The President also suspended the purchase of new high-end cars, whose cost can top Sh30 million per unit, for the first six months, halved government advisers, and ordered the retirement of public servants on attainment of age 60.

These were among the raft of measures announced by Dr Ruto at State House, Nairobi, on July 5 last year following youth-led protests against increased tax measures, which saw the rare climb down to drop the Finance Bill, 2024, which was rejected by most Kenyans as punitive.

Earlier austerities had targeted non-essential expenditures such as printing, advertising, travel, communication supplies and services, training, hospitality, furniture, refurbishment, and vehicle purchase as well as research and feasibility studies for public offices.

The Ruto administration has, however, struggled to cut the number of government advisors attached to the presidency. For example, the administration failed to slash members of the Presidential Council of Economic Advisors, with the think-tank at the State House being expanded instead.

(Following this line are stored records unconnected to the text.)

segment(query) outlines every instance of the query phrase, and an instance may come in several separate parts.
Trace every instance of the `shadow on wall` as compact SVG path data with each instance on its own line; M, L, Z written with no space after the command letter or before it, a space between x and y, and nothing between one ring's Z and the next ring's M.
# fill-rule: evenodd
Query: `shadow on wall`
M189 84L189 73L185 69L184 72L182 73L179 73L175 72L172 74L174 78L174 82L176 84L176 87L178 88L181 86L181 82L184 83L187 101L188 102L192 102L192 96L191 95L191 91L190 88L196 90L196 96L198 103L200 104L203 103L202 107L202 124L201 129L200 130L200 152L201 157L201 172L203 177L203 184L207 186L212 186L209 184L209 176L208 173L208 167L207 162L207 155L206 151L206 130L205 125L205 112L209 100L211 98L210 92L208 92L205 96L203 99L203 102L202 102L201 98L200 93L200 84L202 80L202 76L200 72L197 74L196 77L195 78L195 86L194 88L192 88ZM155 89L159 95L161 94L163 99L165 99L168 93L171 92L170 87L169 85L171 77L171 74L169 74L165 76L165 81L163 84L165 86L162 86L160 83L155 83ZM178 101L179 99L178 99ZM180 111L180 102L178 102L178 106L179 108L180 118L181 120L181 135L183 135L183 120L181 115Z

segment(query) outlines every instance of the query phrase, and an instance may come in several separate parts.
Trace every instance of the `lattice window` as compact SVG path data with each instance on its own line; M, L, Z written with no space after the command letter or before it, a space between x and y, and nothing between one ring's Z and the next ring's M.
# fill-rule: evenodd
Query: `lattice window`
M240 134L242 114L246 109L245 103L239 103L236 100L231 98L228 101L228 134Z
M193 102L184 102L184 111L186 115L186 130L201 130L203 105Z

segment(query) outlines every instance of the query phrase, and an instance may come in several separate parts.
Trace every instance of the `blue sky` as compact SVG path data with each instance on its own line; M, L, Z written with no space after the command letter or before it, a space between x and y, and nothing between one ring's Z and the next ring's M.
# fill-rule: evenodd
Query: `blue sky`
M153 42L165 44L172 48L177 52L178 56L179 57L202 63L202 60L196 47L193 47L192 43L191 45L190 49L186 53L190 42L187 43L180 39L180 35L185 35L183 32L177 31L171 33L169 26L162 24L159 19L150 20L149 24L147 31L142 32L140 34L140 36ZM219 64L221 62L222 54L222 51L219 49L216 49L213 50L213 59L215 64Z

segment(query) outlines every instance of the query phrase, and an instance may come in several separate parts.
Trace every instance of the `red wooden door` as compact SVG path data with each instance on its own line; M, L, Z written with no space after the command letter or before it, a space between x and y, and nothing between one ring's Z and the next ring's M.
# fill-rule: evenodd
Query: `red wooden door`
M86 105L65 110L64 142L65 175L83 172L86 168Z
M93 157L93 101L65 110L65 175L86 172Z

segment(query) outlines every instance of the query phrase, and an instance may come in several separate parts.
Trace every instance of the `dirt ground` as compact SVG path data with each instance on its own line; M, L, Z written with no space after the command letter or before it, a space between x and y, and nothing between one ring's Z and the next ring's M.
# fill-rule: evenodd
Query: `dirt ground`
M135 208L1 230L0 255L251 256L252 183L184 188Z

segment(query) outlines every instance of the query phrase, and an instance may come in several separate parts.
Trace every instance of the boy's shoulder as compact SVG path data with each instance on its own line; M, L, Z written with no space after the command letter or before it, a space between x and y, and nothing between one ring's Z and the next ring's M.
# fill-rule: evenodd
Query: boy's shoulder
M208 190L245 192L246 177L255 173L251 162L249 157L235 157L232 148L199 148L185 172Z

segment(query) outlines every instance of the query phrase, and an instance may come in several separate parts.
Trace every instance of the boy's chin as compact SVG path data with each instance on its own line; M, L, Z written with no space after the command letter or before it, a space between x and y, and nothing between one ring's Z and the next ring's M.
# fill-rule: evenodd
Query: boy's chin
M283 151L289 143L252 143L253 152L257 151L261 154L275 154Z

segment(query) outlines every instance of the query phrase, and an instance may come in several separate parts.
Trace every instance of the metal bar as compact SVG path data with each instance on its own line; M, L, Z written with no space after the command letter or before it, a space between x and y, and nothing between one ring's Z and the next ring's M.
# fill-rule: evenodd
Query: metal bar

Advisers who have since joined the Executive Office of the President include former Cabinet Secretary Moses Kuria and former Principal Secretary Edward Kisiang’ani as well as Joe Ager and Silvester Kasuku who are allies of ODM leader Raila Odinga.

The government has also struggled to enforce the directive on public servants to retire at the age of 60, with Inspector General of Police Douglas Kanja and Director of Criminal Investigations (DCI) Mohammed Amin reportedly getting two-year contracts.